Conway moved to the University of Michigan, where she could foment further
unrest--pursuing studies on tools for research collaboration and helping to revamp
the school of engineering--and spend some time having a life. She took up canoeing,
kayaking and motorbiking and found her partner, Charlie. She worked to build the
university's Media Union, a working laboratory for digital libraries, classrooms
and work spaces.
In 1998, as Conway retired, she found herself back at the beginning of
her career. Mark Smotherman, a computer scientist at Clemson University, began unearthing
the history of the ACS-1 and its influence on later machines. Bill Wulf, now president
of the National Academy of Engineering, called the machine "a stunning revelation."
Conway's own archives, which had traveled with her from house to house for 30 years,
became a potential treasure trove.
She attended a reunion of ACS engineers, organized by Smotherman, that
included Cocke, Schorr and others and weighed her options. At last she decided that
setting the record straight about her early invention outweighed maintaining her
"deep stealth" status and began publicizing her ACS work.
Today she has taken on the challenge of being known as a transsexual woman
with her characteristic verve. Ironically, she says, the more seamlessly transgendered
people fit into their new lives, the less visible they are as role models for young
people confronting the same conflicts. So her Web site, lynnconway.com, is now a
significant resource on medical, legal and social issues for transsexual women, who
regularly face discrimination, threats and violence. She also serves on a university
committee examining transgender policies.
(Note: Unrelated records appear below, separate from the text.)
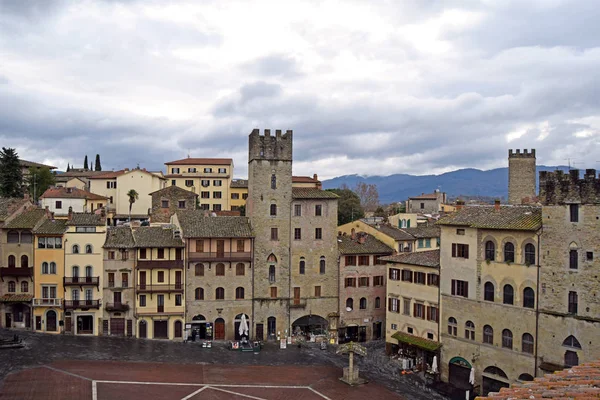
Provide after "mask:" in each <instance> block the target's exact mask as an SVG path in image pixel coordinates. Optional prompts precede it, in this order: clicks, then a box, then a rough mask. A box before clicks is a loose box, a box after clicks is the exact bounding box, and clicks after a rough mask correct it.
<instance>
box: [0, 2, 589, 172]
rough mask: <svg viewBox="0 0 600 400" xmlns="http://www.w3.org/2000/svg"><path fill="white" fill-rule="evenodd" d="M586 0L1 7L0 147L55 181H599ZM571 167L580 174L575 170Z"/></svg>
mask: <svg viewBox="0 0 600 400" xmlns="http://www.w3.org/2000/svg"><path fill="white" fill-rule="evenodd" d="M598 21H600V7H598V3H597V2H596V1H593V0H590V1H575V0H569V1H566V0H565V1H560V0H536V1H534V0H522V1H512V2H511V1H508V0H498V1H493V0H481V1H451V0H448V1H435V0H414V1H408V0H406V1H399V0H398V1H349V0H344V1H294V2H291V1H252V2H249V1H239V2H238V1H231V0H227V1H218V0H215V1H208V0H203V1H189V2H187V1H181V2H178V1H153V0H138V1H136V0H122V1H119V0H110V1H109V0H103V1H101V0H96V1H93V0H88V1H85V0H84V1H69V0H39V1H34V0H0V142H1V143H2V146H5V147H15V148H17V150H18V152H19V154H20V155H21V157H22V158H24V159H28V160H32V161H41V162H46V163H50V164H53V165H55V166H57V167H59V168H63V169H64V168H66V165H67V163H71V164H73V163H74V164H75V166H79V167H80V166H82V164H83V158H84V155H86V154H87V155H88V156H89V157H90V158H91V159H93V158H94V156H95V154H96V153H100V155H101V158H102V164H103V167H104V169H111V168H115V169H117V168H124V167H132V166H135V165H136V164H138V163H139V164H140V166H142V167H146V168H149V169H153V170H160V169H164V165H163V163H164V162H166V161H171V160H175V159H179V158H183V157H185V156H187V154H188V153H189V154H190V155H191V156H192V157H232V158H233V159H234V162H235V165H236V171H235V175H236V176H237V177H245V175H246V173H247V136H248V134H249V133H250V131H251V130H252V129H253V128H260V129H264V128H270V129H283V130H286V129H293V130H294V173H295V174H297V175H312V174H313V173H318V174H319V176H320V177H321V178H328V177H334V176H339V175H346V174H354V173H357V174H363V175H388V174H393V173H411V174H426V173H440V172H445V171H449V170H452V169H457V168H462V167H475V168H480V169H489V168H496V167H502V166H505V165H506V163H507V162H506V157H507V149H509V148H531V147H535V148H536V149H537V154H538V163H539V164H545V165H558V164H563V165H564V164H566V163H567V161H566V159H567V158H571V159H572V163H576V164H575V166H577V167H579V168H586V167H587V168H597V169H600V107H599V106H600V104H599V103H600V24H598ZM577 163H578V164H577Z"/></svg>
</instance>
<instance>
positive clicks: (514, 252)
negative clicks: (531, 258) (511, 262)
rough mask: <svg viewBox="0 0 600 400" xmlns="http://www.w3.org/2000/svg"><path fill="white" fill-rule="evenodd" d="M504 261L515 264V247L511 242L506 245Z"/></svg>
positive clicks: (504, 250)
mask: <svg viewBox="0 0 600 400" xmlns="http://www.w3.org/2000/svg"><path fill="white" fill-rule="evenodd" d="M504 261H505V262H515V245H514V244H512V243H511V242H507V243H506V244H505V245H504Z"/></svg>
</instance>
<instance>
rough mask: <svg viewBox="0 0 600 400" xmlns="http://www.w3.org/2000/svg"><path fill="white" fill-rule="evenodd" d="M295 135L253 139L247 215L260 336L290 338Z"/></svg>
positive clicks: (256, 137) (266, 130)
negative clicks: (292, 186) (290, 269)
mask: <svg viewBox="0 0 600 400" xmlns="http://www.w3.org/2000/svg"><path fill="white" fill-rule="evenodd" d="M291 204H292V131H291V130H288V131H286V132H285V133H284V134H282V132H281V130H276V131H275V136H272V135H271V131H270V130H269V129H265V131H264V135H261V134H260V131H259V130H258V129H254V130H253V131H252V133H251V134H250V136H249V154H248V200H247V203H246V213H247V215H248V216H249V217H250V222H251V224H252V229H253V231H254V235H255V240H254V260H255V261H254V262H255V264H254V273H253V274H254V275H253V293H252V297H253V299H254V305H253V308H254V321H253V324H255V326H254V329H255V330H254V332H256V335H257V336H258V337H261V336H262V337H264V338H271V339H274V338H275V337H276V336H281V337H285V335H286V334H287V333H288V332H287V331H286V329H288V327H289V324H290V322H289V318H290V316H289V301H290V257H291V255H290V237H291V232H290V230H291V224H290V215H291Z"/></svg>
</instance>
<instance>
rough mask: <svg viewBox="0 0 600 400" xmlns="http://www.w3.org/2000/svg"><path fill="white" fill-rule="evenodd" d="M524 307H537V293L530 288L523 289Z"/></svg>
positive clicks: (527, 287)
mask: <svg viewBox="0 0 600 400" xmlns="http://www.w3.org/2000/svg"><path fill="white" fill-rule="evenodd" d="M523 307H527V308H534V307H535V292H534V291H533V289H532V288H530V287H526V288H525V289H523Z"/></svg>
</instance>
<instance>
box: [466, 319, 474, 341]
mask: <svg viewBox="0 0 600 400" xmlns="http://www.w3.org/2000/svg"><path fill="white" fill-rule="evenodd" d="M465 339H469V340H475V324H474V323H473V321H467V322H466V323H465Z"/></svg>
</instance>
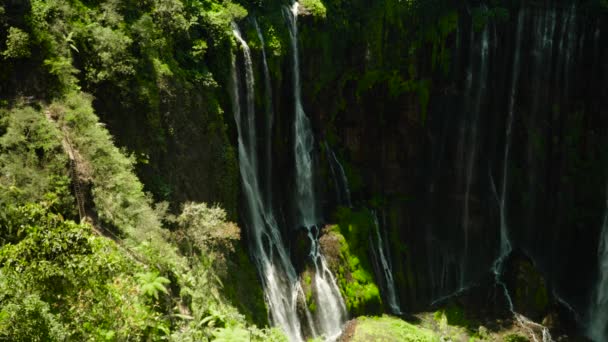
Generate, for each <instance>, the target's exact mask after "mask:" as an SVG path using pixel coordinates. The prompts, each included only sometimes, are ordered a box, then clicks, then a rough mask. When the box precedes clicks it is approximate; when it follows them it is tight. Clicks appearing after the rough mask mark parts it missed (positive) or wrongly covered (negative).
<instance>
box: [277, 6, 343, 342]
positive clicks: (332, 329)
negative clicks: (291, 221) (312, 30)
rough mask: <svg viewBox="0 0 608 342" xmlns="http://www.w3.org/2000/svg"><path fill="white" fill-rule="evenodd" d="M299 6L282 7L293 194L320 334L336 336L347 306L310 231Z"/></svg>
mask: <svg viewBox="0 0 608 342" xmlns="http://www.w3.org/2000/svg"><path fill="white" fill-rule="evenodd" d="M298 8H299V4H298V3H297V2H294V3H293V6H292V7H291V8H287V7H285V8H284V13H285V16H286V18H287V21H288V28H289V33H290V38H291V47H292V58H293V61H292V67H293V72H292V75H293V76H292V77H293V88H294V89H293V91H294V104H295V119H294V134H295V144H294V147H295V150H294V153H295V166H296V194H295V204H296V207H297V212H298V217H297V219H298V225H299V226H300V227H305V228H306V229H307V230H308V237H309V238H310V240H311V251H310V256H311V258H312V260H313V262H314V266H315V280H314V282H313V284H314V291H313V293H314V294H315V295H316V300H317V303H318V310H317V311H316V313H315V314H316V322H317V323H318V325H317V326H318V327H319V328H320V331H319V333H320V334H322V335H324V336H325V338H327V339H330V340H333V339H336V338H337V337H338V336H339V335H340V334H341V331H342V324H343V323H344V321H345V319H346V306H345V304H344V300H343V299H342V296H341V295H340V291H339V289H338V286H337V284H336V282H335V280H334V277H333V275H332V274H331V272H330V270H329V268H328V267H327V265H326V262H325V258H324V257H323V255H322V254H321V250H320V248H319V236H318V230H317V234H316V235H314V234H312V229H314V227H315V225H316V224H317V220H318V217H317V213H316V201H315V197H314V184H313V164H312V163H313V158H312V151H313V146H314V136H313V133H312V127H311V124H310V120H309V119H308V117H307V116H306V113H305V112H304V108H303V107H302V99H301V84H300V61H299V49H298V25H297V18H298Z"/></svg>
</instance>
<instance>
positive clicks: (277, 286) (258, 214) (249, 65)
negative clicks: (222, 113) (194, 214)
mask: <svg viewBox="0 0 608 342" xmlns="http://www.w3.org/2000/svg"><path fill="white" fill-rule="evenodd" d="M233 34H234V36H235V38H236V39H237V41H238V42H239V43H240V45H241V49H242V51H243V59H244V64H245V69H246V70H245V82H246V85H245V92H246V105H247V108H246V111H244V113H243V111H242V109H241V99H240V95H239V88H240V85H239V83H240V82H239V78H238V74H237V65H236V57H235V56H233V58H232V88H233V91H232V94H231V95H232V107H233V112H234V118H235V121H236V126H237V130H238V152H239V169H240V174H241V183H242V188H243V194H244V197H245V200H246V207H247V208H246V209H247V215H248V222H247V224H248V229H249V232H250V243H251V246H252V252H253V256H254V259H255V263H256V266H257V268H258V271H259V272H260V275H261V280H262V284H263V286H264V294H265V297H266V302H267V303H268V306H269V309H270V316H271V317H270V319H271V321H272V322H273V324H275V325H278V326H280V327H281V328H282V329H283V330H284V332H285V334H286V335H287V336H288V338H289V340H290V341H303V336H302V332H301V326H300V320H299V318H298V314H297V306H298V302H299V301H303V300H304V299H303V298H304V296H303V291H302V287H301V285H300V282H299V280H298V278H297V276H296V273H295V270H294V269H293V266H292V265H291V261H290V260H289V256H288V255H287V252H286V250H285V247H284V245H283V242H282V239H281V234H280V232H279V228H278V225H277V223H276V220H275V218H274V215H273V213H272V210H271V209H270V207H266V206H265V204H264V201H263V200H262V195H261V194H262V192H261V191H260V186H259V178H258V172H257V167H256V164H257V160H258V156H257V150H256V149H255V142H256V125H255V109H254V98H255V97H254V91H255V87H254V85H255V80H254V77H253V67H252V60H251V51H250V50H249V46H248V45H247V42H245V40H244V39H243V38H242V36H241V32H240V31H239V28H238V26H237V25H236V24H233ZM243 114H244V115H245V117H243ZM304 306H305V305H304ZM307 316H310V313H307ZM309 324H311V322H309ZM311 331H312V333H313V335H314V330H313V329H311Z"/></svg>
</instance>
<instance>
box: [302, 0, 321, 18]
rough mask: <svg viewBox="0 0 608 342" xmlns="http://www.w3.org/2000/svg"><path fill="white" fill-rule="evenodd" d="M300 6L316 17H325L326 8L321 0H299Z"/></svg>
mask: <svg viewBox="0 0 608 342" xmlns="http://www.w3.org/2000/svg"><path fill="white" fill-rule="evenodd" d="M300 6H302V8H303V9H304V11H306V12H308V13H310V14H312V15H313V16H315V17H317V18H322V19H325V18H326V17H327V9H326V8H325V5H324V4H323V2H321V0H301V1H300Z"/></svg>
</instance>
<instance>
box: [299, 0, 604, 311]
mask: <svg viewBox="0 0 608 342" xmlns="http://www.w3.org/2000/svg"><path fill="white" fill-rule="evenodd" d="M504 6H505V8H506V10H507V11H508V13H509V15H508V17H507V18H505V19H502V20H498V19H492V18H490V19H489V20H488V21H487V23H486V24H485V26H484V25H482V26H481V27H480V28H474V27H473V24H472V22H473V21H474V18H472V15H471V12H470V11H469V10H468V9H467V8H461V9H458V11H457V12H458V25H457V29H455V30H453V31H452V32H451V33H450V34H449V35H447V36H446V38H445V47H446V49H447V50H449V61H450V63H449V64H450V68H449V70H450V71H449V72H447V73H443V72H441V71H440V70H439V67H437V68H435V69H433V67H431V66H430V65H429V64H428V62H427V61H428V60H430V59H431V54H432V51H431V50H432V49H430V48H427V49H425V48H421V49H420V50H419V51H417V52H416V53H415V57H411V58H405V57H404V55H405V54H404V52H403V51H402V50H401V49H400V48H398V47H395V44H397V43H399V42H403V39H401V38H399V37H400V36H399V34H403V32H400V31H399V29H398V28H396V27H394V26H391V25H392V23H391V22H390V21H389V20H388V19H386V18H385V21H384V22H382V23H378V21H379V20H380V19H376V21H374V19H369V18H367V19H357V20H359V21H357V20H354V21H353V23H351V25H352V27H359V26H357V25H359V24H360V26H361V27H365V28H366V29H367V30H368V31H370V32H371V31H373V30H374V29H375V28H376V27H375V26H374V25H378V27H379V28H378V30H379V33H378V34H377V35H376V36H374V35H373V34H372V33H368V34H365V33H362V34H361V35H360V36H358V37H356V36H355V37H352V36H348V37H347V38H344V36H343V34H344V31H340V28H336V27H334V26H332V24H331V13H332V12H331V8H330V7H328V18H330V19H328V21H327V23H326V24H325V25H322V24H319V23H307V22H304V23H303V24H302V25H303V26H305V27H304V28H302V31H303V32H302V37H303V38H302V44H303V45H304V47H303V49H302V50H303V53H304V56H303V58H302V63H303V66H302V68H303V73H304V75H303V77H304V78H305V79H306V80H305V81H304V84H305V89H304V91H305V96H304V97H305V102H306V103H305V105H306V108H307V113H308V114H309V116H311V117H312V120H313V122H314V124H315V128H316V133H317V137H319V138H324V139H326V140H327V141H329V142H330V145H332V148H333V149H334V150H337V151H339V154H340V155H341V156H343V157H344V159H345V160H347V161H348V163H350V164H351V165H350V167H349V168H351V169H352V170H354V171H353V173H356V174H354V175H353V174H349V181H353V179H359V180H360V183H361V185H358V186H357V188H356V189H354V190H353V200H354V201H355V202H356V205H357V204H358V205H367V204H368V200H369V199H370V198H372V197H381V198H383V201H384V202H383V208H382V210H383V211H384V212H385V214H386V216H387V220H388V221H389V222H388V225H387V226H389V227H391V228H390V232H389V233H390V236H392V237H393V239H392V240H391V241H392V243H393V248H392V249H393V251H395V252H394V253H393V254H394V255H393V261H394V264H395V266H394V267H395V273H397V274H399V275H400V276H396V280H397V283H398V284H397V288H398V289H399V291H400V295H399V297H400V298H401V299H402V302H403V304H404V306H405V307H408V308H410V309H411V310H415V309H417V308H422V307H425V306H426V305H428V303H430V302H431V301H432V300H433V299H436V298H438V297H441V296H443V295H446V294H449V293H450V292H453V291H455V290H456V289H458V288H459V287H460V286H464V285H467V284H470V283H475V282H477V281H479V279H482V278H483V274H484V273H485V272H486V271H487V270H488V269H490V267H491V265H492V263H493V261H494V259H495V258H496V257H497V254H498V245H499V230H500V226H501V214H502V215H504V217H505V222H506V225H507V228H508V233H509V238H510V240H511V244H512V245H514V246H515V247H518V248H521V249H522V250H525V251H526V252H527V254H528V255H529V256H530V258H532V260H534V263H535V265H536V267H537V269H538V270H539V271H540V273H541V274H542V275H543V276H544V277H545V282H546V283H545V287H548V288H551V289H552V290H554V291H556V293H559V294H560V295H561V296H562V297H563V298H564V299H566V300H567V301H568V302H570V303H571V304H572V305H573V306H574V307H575V309H576V310H577V311H578V312H580V313H584V311H585V307H586V303H587V297H588V294H589V291H590V289H591V287H592V283H593V281H594V272H595V269H596V262H597V261H596V253H595V250H596V248H597V246H596V237H597V235H598V234H599V228H600V226H601V219H602V217H603V211H604V197H605V193H604V184H605V183H606V175H607V174H608V168H607V167H606V157H605V153H603V151H604V150H605V146H606V144H607V143H608V140H606V137H608V134H607V128H608V117H606V116H605V115H603V109H602V108H605V107H606V106H607V105H608V103H607V102H606V101H607V100H606V99H607V98H608V87H607V86H606V80H607V79H608V64H607V63H606V62H605V61H606V60H608V51H607V48H606V47H607V46H608V35H606V34H604V32H608V27H607V26H606V25H607V22H608V21H606V20H605V14H604V13H602V12H595V11H592V10H590V9H589V8H587V7H585V6H582V5H580V6H579V5H576V6H572V4H570V3H561V2H551V3H549V2H547V3H534V4H524V5H522V7H521V8H520V7H518V5H512V4H508V5H504ZM371 10H372V8H370V11H371ZM366 20H367V21H366ZM518 25H519V26H521V30H522V35H521V40H520V42H519V43H518V42H517V29H518ZM353 30H355V29H354V28H353ZM484 30H487V32H486V33H484ZM361 32H365V29H361ZM484 35H486V38H484ZM339 37H342V39H347V40H348V43H349V44H348V45H347V44H346V43H344V44H343V43H341V42H340V39H339ZM370 37H376V38H377V39H378V41H379V42H380V43H379V42H376V41H372V40H371V39H370ZM323 40H329V41H332V42H334V43H333V44H331V45H329V46H325V45H323V44H320V45H319V44H318V42H319V41H323ZM313 42H317V44H316V45H315V44H313ZM375 44H382V45H383V46H385V48H384V49H380V50H377V49H376V48H375ZM427 44H430V43H428V42H427ZM518 44H519V57H518V58H519V62H518V67H517V70H516V69H515V64H516V56H515V51H516V50H517V49H516V47H517V45H518ZM391 47H392V48H391ZM484 49H486V51H485V56H484V52H483V50H484ZM370 51H371V52H370ZM377 51H381V54H378V53H377ZM400 58H401V61H402V62H401V63H406V64H407V63H411V64H413V65H414V66H415V67H414V68H415V69H416V71H415V73H414V74H412V75H414V76H413V77H414V78H415V79H428V80H430V82H431V84H432V86H431V87H430V101H429V103H428V113H427V115H426V116H424V115H423V114H422V111H423V106H422V105H421V102H420V91H412V92H405V93H402V94H400V95H398V96H391V95H390V89H389V84H388V83H390V81H386V82H378V83H376V84H375V85H374V86H372V87H371V88H370V89H368V90H367V91H362V90H361V87H362V85H361V83H362V82H363V81H362V80H363V79H365V78H366V77H368V76H369V73H370V72H371V71H374V70H389V71H390V70H396V72H397V73H398V74H399V75H404V74H406V75H405V76H404V78H407V72H406V71H404V70H403V69H404V66H403V65H401V64H399V63H398V62H396V61H399V60H400ZM412 60H413V61H412ZM484 63H485V64H484ZM327 65H332V66H333V67H334V68H336V69H338V71H336V72H335V74H337V75H331V76H334V78H331V76H328V77H329V79H330V80H329V81H327V80H326V81H325V83H323V82H320V81H319V78H320V77H323V76H326V75H325V74H324V73H323V72H324V70H325V68H326V67H327ZM353 70H356V73H355V75H351V76H344V75H346V74H348V72H353ZM341 72H343V74H341ZM378 72H380V71H378ZM514 73H516V74H517V75H518V77H517V78H515V82H513V79H514V76H513V75H514ZM320 75H321V76H320ZM306 84H308V86H306ZM315 87H318V88H321V90H318V89H315ZM512 94H513V95H512ZM337 102H339V103H337ZM510 107H512V110H510ZM510 112H512V113H513V119H512V124H511V125H512V128H511V131H510V136H509V140H507V133H506V132H507V128H508V126H509V114H510ZM507 144H509V149H510V151H509V155H508V158H506V165H505V149H506V146H507ZM505 170H506V176H505V175H504V174H505ZM504 179H506V181H507V185H506V186H505V188H504V189H506V191H503V184H502V183H503V180H504ZM353 187H354V186H353ZM351 190H352V189H351ZM503 192H504V193H503ZM321 193H325V195H326V197H329V196H333V194H331V189H329V190H325V191H321ZM503 198H504V203H505V205H504V209H503V212H502V213H501V205H500V202H501V200H502V199H503ZM326 212H327V214H328V219H331V208H326ZM403 246H406V247H403ZM465 246H466V247H465ZM520 267H524V266H520ZM524 268H525V267H524ZM520 271H522V270H520ZM522 272H523V271H522ZM408 274H409V275H412V276H408ZM520 276H522V277H527V276H529V275H528V274H526V273H525V272H523V273H521V274H520ZM572 279H577V281H572ZM533 280H534V279H533V278H532V279H530V281H533ZM530 286H531V285H530ZM526 291H533V289H532V288H527V290H526ZM526 291H525V292H526ZM528 296H532V293H528V292H526V293H525V295H524V298H523V299H522V300H524V302H523V303H522V305H524V306H527V305H529V304H530V303H529V300H530V298H528ZM530 305H531V304H530ZM532 315H533V316H534V315H536V313H532ZM541 318H542V317H541Z"/></svg>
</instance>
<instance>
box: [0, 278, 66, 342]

If not for IBM's corporate transphobia, she probably would have remained
a computer architect all her career and never initiated the VLSI revolution, Conway
reflects. When I comment on how much the world has gained from her trials, she retorts:
"But that doesn't do anything for me," reminding me of her lost family
and friends, the life she might have had. In the past 30 years gender transitions
have become much smoother. And for the current generation, Conway hopes--and plans--that
what caused her so much pain could be seen as one more correctable medical problem,
to be mostly forgotten as soon as the surgical scars heal. Few people who know Conway
would bet against her ability to help pull off this revolution as well.